Hailey City Council OKs tentative budget

Express Staff Writer

Hailey City Council members on Monday unanimously approved a more than $8 million tentative city budget for the fiscal year 2002-2003 that includes sizable increases in spending for the police, public works and fire departments.

In approving the tentative budget, the council will no longer be able to increase the total amount of expenditures for the next fiscal year—which starts in October—but will be able to adjust line-item expenditures within the budget.

Council members will be asked to approve a final version of the budget next month.

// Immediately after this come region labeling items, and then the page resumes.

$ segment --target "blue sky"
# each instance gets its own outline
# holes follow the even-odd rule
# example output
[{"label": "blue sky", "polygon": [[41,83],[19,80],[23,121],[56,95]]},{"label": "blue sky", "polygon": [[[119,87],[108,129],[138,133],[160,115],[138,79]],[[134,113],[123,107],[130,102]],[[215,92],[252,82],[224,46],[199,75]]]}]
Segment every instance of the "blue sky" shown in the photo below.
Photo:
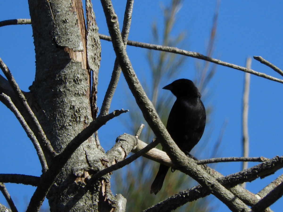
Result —
[{"label": "blue sky", "polygon": [[[114,9],[121,25],[125,1],[113,1]],[[151,42],[151,27],[153,20],[162,24],[160,6],[170,2],[136,1],[134,3],[129,39],[145,42]],[[100,1],[93,1],[94,10],[100,33],[108,34],[105,17]],[[186,50],[205,54],[212,22],[215,1],[186,1],[177,15],[174,33],[185,30],[187,33]],[[2,8],[0,20],[29,18],[27,1],[11,0],[0,2]],[[244,66],[247,57],[260,56],[281,69],[283,42],[283,2],[281,1],[222,1],[220,3],[213,57],[222,61]],[[34,46],[31,27],[28,25],[0,28],[0,57],[10,68],[20,87],[28,91],[34,79]],[[112,44],[102,41],[101,67],[98,75],[98,105],[100,107],[113,69],[115,55]],[[133,66],[140,79],[145,79],[149,69],[146,60],[146,50],[128,47],[127,52]],[[192,79],[196,59],[188,58],[179,78]],[[275,77],[282,78],[273,70],[253,59],[252,68]],[[213,106],[210,127],[213,130],[201,157],[210,155],[223,123],[228,121],[219,150],[219,157],[240,156],[241,108],[244,73],[218,66],[215,76],[209,85],[211,94],[205,103]],[[128,109],[125,98],[127,88],[121,75],[110,111]],[[176,79],[172,79],[173,81]],[[170,82],[164,82],[165,86]],[[283,131],[283,85],[252,75],[250,79],[248,129],[249,155],[271,158],[282,155],[281,141]],[[163,92],[161,91],[161,92]],[[9,111],[0,104],[0,173],[19,173],[39,176],[41,169],[36,153],[25,133]],[[130,132],[121,122],[128,118],[113,120],[99,131],[100,142],[106,150],[113,145],[116,138],[124,132]],[[112,130],[109,131],[109,127]],[[198,155],[196,155],[197,157]],[[256,163],[250,163],[249,166]],[[222,163],[216,169],[224,175],[240,170],[239,163]],[[280,171],[262,179],[248,183],[247,188],[256,193],[280,174]],[[149,184],[150,183],[149,183]],[[6,186],[16,206],[23,211],[35,188],[30,186],[7,184]],[[229,211],[216,198],[214,204],[219,206],[215,211]],[[2,195],[0,202],[6,204]],[[272,209],[279,211],[283,204],[280,199]]]}]

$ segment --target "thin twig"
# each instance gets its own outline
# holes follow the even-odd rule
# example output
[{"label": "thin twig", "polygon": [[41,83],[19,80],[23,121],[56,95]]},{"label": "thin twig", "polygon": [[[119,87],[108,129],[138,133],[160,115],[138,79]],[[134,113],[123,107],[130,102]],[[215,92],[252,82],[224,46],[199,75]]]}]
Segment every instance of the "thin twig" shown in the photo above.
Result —
[{"label": "thin twig", "polygon": [[[100,39],[102,40],[107,40],[109,41],[111,41],[111,37],[110,36],[100,34],[99,38]],[[260,77],[263,77],[263,78],[265,78],[268,79],[269,79],[271,80],[275,81],[275,82],[278,82],[280,83],[283,83],[283,80],[282,79],[280,79],[269,76],[264,73],[262,73],[261,72],[256,71],[252,69],[248,69],[245,67],[243,67],[239,66],[237,66],[236,65],[235,65],[231,63],[224,62],[219,60],[217,60],[211,57],[207,57],[198,52],[186,51],[175,47],[171,47],[169,46],[165,46],[160,45],[150,44],[145,43],[142,43],[141,42],[138,42],[137,41],[133,41],[129,40],[128,40],[127,42],[127,45],[133,46],[136,46],[136,47],[144,48],[148,49],[154,49],[160,51],[163,51],[168,52],[171,52],[175,54],[178,54],[182,55],[184,55],[185,56],[188,56],[201,60],[203,60],[209,62],[213,62],[214,63],[215,63],[218,65],[220,65],[223,66],[225,66],[226,67],[231,68],[234,69],[239,70],[240,71],[244,72],[250,73],[252,74],[254,74],[256,76]]]},{"label": "thin twig", "polygon": [[283,174],[279,176],[274,180],[257,193],[261,198],[266,196],[279,184],[283,183]]},{"label": "thin twig", "polygon": [[77,148],[110,120],[128,111],[117,110],[98,117],[69,142],[62,153],[52,159],[49,169],[41,175],[40,183],[31,199],[27,212],[37,211],[39,209],[57,175]]},{"label": "thin twig", "polygon": [[137,139],[138,139],[139,137],[140,137],[141,133],[142,133],[142,129],[143,129],[143,127],[144,127],[144,125],[143,124],[142,124],[139,127],[139,129],[138,129],[138,130],[137,131],[137,132],[136,133],[136,135],[135,135]]},{"label": "thin twig", "polygon": [[92,177],[91,179],[89,181],[88,183],[89,183],[90,185],[92,185],[93,184],[91,182],[95,181],[104,175],[110,173],[111,172],[117,170],[129,164],[144,154],[156,147],[158,144],[158,143],[159,142],[157,139],[154,139],[147,146],[136,153],[135,153],[123,161],[119,161],[116,164],[112,165],[97,173]]},{"label": "thin twig", "polygon": [[[276,170],[282,168],[283,166],[282,162],[283,158],[282,157],[276,156],[268,161],[249,168],[247,170],[226,176],[223,176],[216,170],[206,166],[203,166],[203,167],[207,169],[207,171],[210,170],[211,171],[209,172],[210,174],[213,175],[216,178],[217,180],[226,187],[230,188],[231,191],[235,195],[237,195],[242,194],[246,190],[237,185],[242,183],[244,182],[251,181],[257,179],[259,177],[258,175],[262,176],[264,175],[267,172],[270,172],[271,167],[276,167]],[[233,187],[235,186],[236,187]],[[238,191],[238,192],[235,192],[236,191],[235,189],[236,187],[239,190],[241,190]],[[248,192],[249,193],[248,197],[250,198],[253,194],[250,192]],[[204,187],[198,185],[183,191],[181,191],[179,194],[172,196],[144,211],[162,211],[174,210],[180,205],[188,202],[204,197],[209,194],[210,193]],[[253,196],[255,196],[254,194]],[[246,202],[247,202],[246,200]],[[256,204],[259,201],[258,199],[255,198],[252,201],[249,201],[249,202],[246,202],[245,203],[248,204],[250,206],[252,206]]]},{"label": "thin twig", "polygon": [[[134,0],[127,0],[126,4],[125,14],[124,15],[123,27],[121,34],[123,42],[125,47],[127,46],[127,41],[130,31],[130,27],[132,20],[132,13],[133,10]],[[109,82],[108,87],[105,93],[104,99],[102,102],[101,109],[99,115],[106,115],[109,112],[110,104],[114,94],[114,92],[117,87],[118,81],[121,74],[121,68],[119,65],[118,60],[116,58],[114,63],[114,67],[112,72],[111,79]]]},{"label": "thin twig", "polygon": [[252,207],[253,211],[260,212],[269,207],[283,196],[283,182],[281,182],[258,202]]},{"label": "thin twig", "polygon": [[[40,142],[43,143],[43,144],[42,144],[41,145],[42,148],[43,148],[44,147],[46,147],[48,152],[49,154],[51,154],[53,157],[57,155],[57,153],[53,149],[53,148],[50,143],[50,141],[46,137],[46,136],[43,131],[43,130],[41,127],[41,126],[38,122],[38,120],[37,120],[37,118],[31,109],[31,108],[30,107],[27,101],[27,99],[26,99],[25,97],[23,94],[21,89],[20,89],[20,88],[19,87],[19,86],[16,82],[15,79],[14,79],[13,75],[10,72],[10,70],[1,58],[0,58],[0,68],[2,70],[14,91],[17,94],[16,96],[18,97],[19,100],[22,104],[23,109],[26,110],[29,116],[29,118],[31,121],[33,122],[35,126],[36,126],[37,128],[36,130],[38,132],[38,133],[35,134],[35,135],[36,136],[38,135],[39,136],[38,136],[38,138],[37,136],[37,137],[38,140],[38,141]],[[40,140],[38,139],[39,138],[40,139]]]},{"label": "thin twig", "polygon": [[30,19],[19,18],[18,19],[10,19],[0,21],[0,27],[8,25],[30,24],[31,23],[31,20]]},{"label": "thin twig", "polygon": [[209,175],[178,147],[162,123],[133,69],[120,33],[118,18],[110,0],[101,0],[112,43],[124,77],[144,117],[175,165],[203,185],[233,211],[250,211],[241,201]]},{"label": "thin twig", "polygon": [[[13,22],[12,21],[14,20],[22,20],[13,19],[10,20],[3,21],[2,21],[0,22],[0,23],[3,22],[4,23],[4,24],[2,24],[3,25],[0,26],[6,26],[7,25],[11,25],[11,24],[21,24],[20,23],[16,23],[14,21],[14,22]],[[23,19],[22,20],[24,20]],[[27,20],[26,24],[31,23],[31,22],[30,22],[29,21],[29,20],[30,20],[30,19],[26,19],[26,20]],[[6,23],[9,23],[9,24],[6,24]],[[102,40],[104,40],[108,41],[111,41],[111,37],[110,36],[102,34],[99,34],[99,38]],[[250,73],[252,74],[254,74],[254,75],[258,76],[259,77],[263,77],[263,78],[265,78],[266,79],[272,80],[273,81],[275,81],[275,82],[278,82],[280,83],[283,83],[283,80],[281,79],[278,79],[278,78],[276,78],[276,77],[272,77],[271,76],[270,76],[265,74],[264,73],[256,71],[253,70],[252,69],[246,68],[244,67],[243,67],[239,66],[237,66],[236,65],[235,65],[231,63],[226,62],[222,61],[221,60],[219,60],[214,59],[214,58],[213,58],[210,57],[206,57],[198,52],[186,51],[183,49],[178,49],[178,48],[174,47],[171,47],[169,46],[160,46],[160,45],[151,44],[148,44],[146,43],[143,43],[142,42],[138,42],[138,41],[134,41],[129,40],[128,40],[127,41],[127,45],[128,45],[129,46],[135,46],[138,47],[140,47],[141,48],[143,48],[148,49],[154,49],[160,51],[166,51],[168,52],[171,52],[171,53],[173,53],[176,54],[182,55],[184,55],[185,56],[195,58],[197,58],[201,60],[203,60],[209,62],[213,62],[214,63],[215,63],[215,64],[217,64],[218,65],[220,65],[221,66],[226,66],[226,67],[234,69],[239,70],[240,71],[242,71],[244,72],[246,72],[247,73]],[[260,57],[261,57],[257,56],[255,56],[254,57],[254,58],[256,60],[258,60],[259,61],[260,61],[260,59],[259,58]],[[264,59],[263,59],[263,60],[262,60],[263,62],[264,61],[267,61]],[[264,63],[262,62],[261,63]],[[272,64],[270,63],[269,63],[271,64],[270,65],[270,66],[269,66],[269,65],[268,65],[267,63],[266,64],[265,63],[264,63],[264,64],[267,65],[268,65],[269,67],[270,67],[270,68],[272,68],[275,71],[279,73],[280,73],[281,75],[283,76],[283,71],[282,71],[278,68]]]},{"label": "thin twig", "polygon": [[44,157],[44,154],[42,151],[42,149],[41,149],[41,147],[39,145],[39,143],[33,132],[23,117],[13,103],[10,97],[5,94],[0,94],[0,99],[3,101],[5,102],[5,105],[15,114],[26,133],[27,133],[27,137],[31,139],[36,150],[39,161],[40,161],[40,163],[41,165],[42,172],[43,173],[45,172],[48,169],[47,162],[46,162],[46,160]]},{"label": "thin twig", "polygon": [[6,187],[4,183],[0,183],[0,190],[3,194],[3,195],[6,199],[6,200],[9,204],[10,208],[13,212],[18,212],[18,210],[16,207],[16,205],[14,204],[14,202],[12,200],[12,198],[9,194],[9,192],[6,189]]},{"label": "thin twig", "polygon": [[[246,62],[246,68],[250,69],[252,63],[252,59],[250,57],[247,58]],[[245,73],[244,82],[244,92],[243,94],[243,106],[242,118],[243,127],[243,157],[248,157],[249,138],[248,130],[248,96],[250,92],[250,75],[248,73]],[[248,162],[243,162],[242,170],[245,170],[248,168]],[[246,183],[242,184],[243,188],[245,188]]]},{"label": "thin twig", "polygon": [[275,66],[266,60],[265,60],[260,56],[254,56],[254,58],[258,61],[260,61],[261,63],[266,65],[269,67],[271,68],[281,76],[283,76],[283,71],[277,66]]},{"label": "thin twig", "polygon": [[239,162],[239,161],[250,161],[250,162],[263,162],[269,159],[263,157],[218,157],[210,158],[205,160],[200,160],[196,161],[198,165],[206,164],[208,163],[223,162]]}]

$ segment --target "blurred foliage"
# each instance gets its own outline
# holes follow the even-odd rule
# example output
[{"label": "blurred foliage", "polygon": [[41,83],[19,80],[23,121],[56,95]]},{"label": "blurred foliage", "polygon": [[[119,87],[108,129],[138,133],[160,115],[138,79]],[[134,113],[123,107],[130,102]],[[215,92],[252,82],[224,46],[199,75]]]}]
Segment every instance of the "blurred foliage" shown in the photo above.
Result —
[{"label": "blurred foliage", "polygon": [[[164,17],[164,29],[160,33],[159,31],[160,25],[155,22],[153,22],[152,25],[153,43],[184,48],[183,42],[185,32],[180,32],[175,37],[171,35],[176,14],[181,7],[182,1],[182,0],[171,0],[169,5],[161,6]],[[207,55],[209,56],[213,52],[217,24],[217,11],[218,6],[216,6],[211,33],[207,47]],[[177,79],[176,77],[183,68],[186,57],[179,55],[152,50],[147,51],[147,56],[151,75],[150,77],[147,76],[147,81],[143,82],[142,84],[160,117],[166,125],[169,112],[175,99],[173,94],[168,94],[168,92],[160,93],[159,91],[161,88]],[[203,99],[209,95],[207,88],[207,84],[213,76],[215,70],[215,66],[210,67],[209,63],[206,61],[201,61],[196,64],[196,77],[194,81],[201,93],[204,94],[203,95]],[[136,104],[131,102],[129,102],[129,105],[135,105],[136,107],[132,108],[130,111],[130,119],[126,124],[128,127],[131,129],[133,134],[134,135],[141,124],[145,124],[145,127],[139,138],[145,142],[150,142],[154,137],[154,135],[147,125]],[[208,120],[211,109],[211,107],[207,107]],[[134,112],[131,113],[131,111]],[[160,144],[158,146],[161,148]],[[199,149],[202,149],[198,148]],[[194,154],[193,152],[192,153]],[[114,172],[115,183],[112,185],[112,187],[114,188],[114,191],[117,193],[122,194],[127,199],[127,211],[140,211],[146,209],[180,191],[187,189],[197,184],[190,177],[180,172],[176,171],[171,173],[169,171],[161,190],[156,195],[151,194],[150,186],[159,166],[159,164],[141,157],[126,167]],[[209,204],[208,198],[203,198],[188,203],[176,211],[209,211],[211,209]]]}]

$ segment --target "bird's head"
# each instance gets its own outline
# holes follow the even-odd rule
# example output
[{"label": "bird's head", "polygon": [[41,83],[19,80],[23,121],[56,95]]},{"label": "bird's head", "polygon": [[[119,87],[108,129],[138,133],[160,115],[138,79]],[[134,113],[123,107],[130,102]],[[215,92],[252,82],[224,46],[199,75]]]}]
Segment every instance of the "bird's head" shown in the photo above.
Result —
[{"label": "bird's head", "polygon": [[201,96],[198,89],[194,83],[187,79],[177,79],[162,89],[169,90],[177,97],[186,96],[200,98]]}]

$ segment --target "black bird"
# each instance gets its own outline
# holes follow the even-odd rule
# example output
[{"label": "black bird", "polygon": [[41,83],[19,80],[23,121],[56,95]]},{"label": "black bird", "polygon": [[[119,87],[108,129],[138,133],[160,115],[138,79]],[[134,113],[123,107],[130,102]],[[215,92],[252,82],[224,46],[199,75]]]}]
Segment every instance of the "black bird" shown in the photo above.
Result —
[{"label": "black bird", "polygon": [[[180,149],[187,154],[201,137],[206,116],[201,95],[191,80],[180,79],[163,88],[177,98],[171,109],[166,128]],[[169,167],[160,164],[151,188],[150,193],[160,191]]]}]

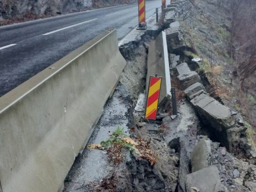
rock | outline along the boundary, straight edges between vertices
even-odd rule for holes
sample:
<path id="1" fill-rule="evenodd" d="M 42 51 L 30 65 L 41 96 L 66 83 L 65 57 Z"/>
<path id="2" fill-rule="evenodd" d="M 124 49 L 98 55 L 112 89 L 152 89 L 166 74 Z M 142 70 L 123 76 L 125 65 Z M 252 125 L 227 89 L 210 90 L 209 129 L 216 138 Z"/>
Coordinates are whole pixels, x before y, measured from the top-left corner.
<path id="1" fill-rule="evenodd" d="M 185 74 L 191 71 L 187 63 L 183 63 L 176 66 L 176 69 L 179 75 Z"/>
<path id="2" fill-rule="evenodd" d="M 180 28 L 178 21 L 172 23 L 170 27 L 164 30 L 166 34 L 167 45 L 169 52 L 180 48 L 185 46 L 183 36 Z"/>
<path id="3" fill-rule="evenodd" d="M 237 120 L 237 124 L 240 125 L 241 125 L 242 126 L 244 126 L 244 121 L 241 119 L 239 119 Z"/>
<path id="4" fill-rule="evenodd" d="M 179 6 L 179 5 L 176 4 L 172 4 L 170 5 L 167 5 L 167 7 L 177 7 Z"/>
<path id="5" fill-rule="evenodd" d="M 199 62 L 201 61 L 202 60 L 202 59 L 201 58 L 194 58 L 192 59 L 192 61 L 195 61 L 195 62 Z"/>
<path id="6" fill-rule="evenodd" d="M 196 83 L 201 83 L 200 77 L 196 71 L 190 71 L 179 75 L 178 76 L 178 78 L 181 82 L 185 89 L 187 89 Z"/>
<path id="7" fill-rule="evenodd" d="M 212 165 L 187 175 L 186 188 L 197 188 L 200 192 L 220 192 L 222 187 L 219 171 Z"/>
<path id="8" fill-rule="evenodd" d="M 180 55 L 176 55 L 174 54 L 170 54 L 170 62 L 172 67 L 175 67 L 178 65 L 180 61 Z"/>
<path id="9" fill-rule="evenodd" d="M 158 130 L 158 125 L 156 124 L 147 124 L 146 125 L 146 128 L 148 131 L 157 131 Z"/>
<path id="10" fill-rule="evenodd" d="M 233 171 L 233 177 L 234 178 L 239 177 L 240 175 L 240 173 L 237 169 L 235 169 Z"/>
<path id="11" fill-rule="evenodd" d="M 246 181 L 244 182 L 244 185 L 252 191 L 256 191 L 256 183 L 252 181 Z"/>
<path id="12" fill-rule="evenodd" d="M 204 86 L 200 83 L 197 82 L 189 86 L 184 91 L 188 99 L 191 100 L 202 93 L 206 94 Z"/>
<path id="13" fill-rule="evenodd" d="M 191 192 L 200 192 L 199 189 L 196 187 L 194 187 L 190 188 L 190 191 Z"/>
<path id="14" fill-rule="evenodd" d="M 168 146 L 171 149 L 175 149 L 176 152 L 178 151 L 180 146 L 180 138 L 177 137 L 172 139 L 168 143 Z"/>
<path id="15" fill-rule="evenodd" d="M 221 153 L 221 155 L 223 156 L 224 156 L 227 155 L 227 149 L 226 149 L 226 148 L 225 147 L 222 148 L 220 150 L 220 153 Z"/>
<path id="16" fill-rule="evenodd" d="M 145 110 L 146 95 L 145 93 L 141 93 L 139 96 L 138 100 L 136 104 L 134 110 L 138 112 L 143 112 Z"/>
<path id="17" fill-rule="evenodd" d="M 192 172 L 209 166 L 210 164 L 211 140 L 201 139 L 196 146 L 191 157 Z"/>
<path id="18" fill-rule="evenodd" d="M 212 97 L 203 93 L 190 102 L 208 123 L 218 130 L 228 129 L 235 124 L 230 109 Z"/>

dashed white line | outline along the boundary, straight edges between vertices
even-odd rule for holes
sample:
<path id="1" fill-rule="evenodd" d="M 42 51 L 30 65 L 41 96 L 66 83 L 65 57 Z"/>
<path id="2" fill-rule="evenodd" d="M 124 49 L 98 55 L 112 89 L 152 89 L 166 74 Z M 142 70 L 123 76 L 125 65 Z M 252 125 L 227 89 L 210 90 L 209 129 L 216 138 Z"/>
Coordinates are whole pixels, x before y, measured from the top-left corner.
<path id="1" fill-rule="evenodd" d="M 16 45 L 17 44 L 11 44 L 8 45 L 6 45 L 6 46 L 4 46 L 4 47 L 0 47 L 0 50 L 1 49 L 5 49 L 5 48 L 7 48 L 8 47 L 11 47 L 12 46 L 14 46 L 14 45 Z"/>
<path id="2" fill-rule="evenodd" d="M 124 10 L 124 11 L 119 11 L 118 12 L 116 12 L 115 13 L 112 13 L 111 14 L 109 14 L 109 15 L 107 15 L 106 16 L 110 16 L 110 15 L 114 15 L 114 14 L 116 14 L 116 13 L 121 13 L 122 12 L 124 12 L 125 11 L 127 11 L 130 9 L 126 9 L 125 10 Z"/>
<path id="3" fill-rule="evenodd" d="M 70 26 L 69 26 L 68 27 L 65 27 L 63 28 L 62 28 L 61 29 L 58 29 L 58 30 L 56 30 L 55 31 L 51 31 L 51 32 L 49 32 L 49 33 L 45 33 L 44 34 L 43 34 L 43 35 L 50 35 L 50 34 L 52 34 L 52 33 L 56 33 L 56 32 L 58 32 L 58 31 L 61 31 L 62 30 L 64 30 L 64 29 L 68 29 L 68 28 L 70 28 L 71 27 L 75 27 L 76 26 L 77 26 L 77 25 L 81 25 L 82 24 L 83 24 L 84 23 L 87 23 L 88 22 L 89 22 L 90 21 L 92 21 L 95 20 L 97 19 L 98 19 L 98 18 L 96 18 L 96 19 L 91 19 L 90 20 L 88 20 L 88 21 L 84 21 L 84 22 L 82 22 L 82 23 L 77 23 L 77 24 L 76 24 L 75 25 L 71 25 Z"/>

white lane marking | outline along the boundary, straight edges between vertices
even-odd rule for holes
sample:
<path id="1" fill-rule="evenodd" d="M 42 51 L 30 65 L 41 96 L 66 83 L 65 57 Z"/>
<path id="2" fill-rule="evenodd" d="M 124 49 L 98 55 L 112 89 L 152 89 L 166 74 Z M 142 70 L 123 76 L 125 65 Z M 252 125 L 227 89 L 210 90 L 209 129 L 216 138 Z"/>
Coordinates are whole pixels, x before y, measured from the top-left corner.
<path id="1" fill-rule="evenodd" d="M 56 32 L 58 32 L 58 31 L 61 31 L 62 30 L 64 30 L 64 29 L 68 29 L 68 28 L 70 28 L 71 27 L 75 27 L 76 26 L 77 26 L 77 25 L 81 25 L 82 24 L 83 24 L 84 23 L 87 23 L 88 22 L 89 22 L 90 21 L 92 21 L 96 20 L 96 19 L 98 19 L 98 18 L 96 18 L 96 19 L 91 19 L 90 20 L 88 20 L 88 21 L 84 21 L 84 22 L 82 22 L 82 23 L 77 23 L 77 24 L 76 24 L 75 25 L 71 25 L 71 26 L 69 26 L 68 27 L 65 27 L 63 28 L 62 28 L 61 29 L 58 29 L 58 30 L 56 30 L 55 31 L 51 31 L 51 32 L 49 32 L 49 33 L 45 33 L 44 34 L 43 34 L 43 35 L 50 35 L 50 34 L 52 34 L 52 33 L 56 33 Z"/>
<path id="2" fill-rule="evenodd" d="M 115 13 L 112 13 L 111 14 L 109 14 L 109 15 L 106 15 L 106 16 L 110 16 L 110 15 L 114 15 L 114 14 L 116 14 L 116 13 L 121 13 L 122 12 L 124 12 L 125 11 L 127 11 L 128 10 L 129 10 L 129 9 L 126 9 L 125 10 L 124 10 L 122 11 L 119 11 L 119 12 L 116 12 Z"/>
<path id="3" fill-rule="evenodd" d="M 12 46 L 13 46 L 14 45 L 16 45 L 17 44 L 11 44 L 10 45 L 6 45 L 6 46 L 4 46 L 4 47 L 0 47 L 0 50 L 1 49 L 5 49 L 5 48 L 7 48 L 7 47 L 11 47 Z"/>

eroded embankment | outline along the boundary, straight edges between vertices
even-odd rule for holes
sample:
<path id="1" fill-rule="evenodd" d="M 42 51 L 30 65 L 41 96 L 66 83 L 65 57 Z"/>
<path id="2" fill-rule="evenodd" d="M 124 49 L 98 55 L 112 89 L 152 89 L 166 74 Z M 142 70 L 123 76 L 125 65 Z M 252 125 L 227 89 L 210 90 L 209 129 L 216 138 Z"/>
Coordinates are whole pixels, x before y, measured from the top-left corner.
<path id="1" fill-rule="evenodd" d="M 162 27 L 120 47 L 126 67 L 87 147 L 67 177 L 64 191 L 255 189 L 256 166 L 246 127 L 236 113 L 207 93 L 203 76 L 195 71 L 198 64 L 185 54 L 191 50 L 177 20 L 188 7 L 176 3 L 164 10 Z M 172 115 L 170 104 L 154 122 L 159 129 L 152 131 L 144 118 L 148 49 L 162 30 L 178 114 Z"/>

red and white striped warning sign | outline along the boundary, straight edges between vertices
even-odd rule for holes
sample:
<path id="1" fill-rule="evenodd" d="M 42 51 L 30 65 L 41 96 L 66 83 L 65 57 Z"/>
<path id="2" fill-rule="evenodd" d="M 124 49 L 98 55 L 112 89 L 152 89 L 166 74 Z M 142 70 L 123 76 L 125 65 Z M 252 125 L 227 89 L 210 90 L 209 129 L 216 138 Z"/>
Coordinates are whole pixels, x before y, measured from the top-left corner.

The city will hold a public hearing and discussion on the matter Monday, Aug. 12, and the council will likely approve the document on Aug. 12 or Aug. 24.

Heather Dawson, city clerk and treasurer, told the council prior to their vote Monday that the budget was designed to spend virtually all of the city’s anticipated revenues without incurring a deficit. "We’re basically using all of the funds available to us," she said.

While the total city budget exceeds $8 million—up 10 percent from last year—roughly half of that sum is accounted for by water- and sewer-service revenues that are directly offset by service-related expenditures.

The estimated revenues for the city’s 2002-2003 General Fund are estimated at roughly $4 million, all of which is accounted for by expenditures for city services and payrolls.

The tentative budget includes increases in spending for city police ($896,005 total, up 31.9 percent from last year), fire ($341,092, up 32.5 percent), public works ($257,791, up 107.8 percent), streets ($835,407, up 19.4 percent), and parks ($109,185, up 132.4 percent).

Many city employees in the budget are slated for salary increases from last year, generally ranging from 4 to 9 percent.

Total General Fund revenues and expenditures are up 6 percent from last year, totaling $4, 019, 580.

The city’s budget revenues from water and sewer services were based on recommendations from City Engineer Tom Hellen to leave monthly user fees for water ($15.13 per month) and sewer ($22.95 per month) unchanged.

However, the city plans to increase the hookup fee for water service by $70 to $2,451, while leaving the hookup fee for sewer service unchanged at $2,408.

Council members on Monday debated whether the city should specifically designate in the budget where expenditures for services from charitable organizations should go.

Councilman Richard Davis asked the panel whether the budget should target specific funds for some charities or nonprofits and how those organizations should be selected.

Councilwoman Susan McBryant said she wondered if certain charities—despite their admirable goals—should get city money for a "services contract," when they do not directly provide services to the city. She noted that she believes the primary role of the city is to tax the citizens and provide "critical services."

In the end, council members decided to allocate time in the future to discuss the matter.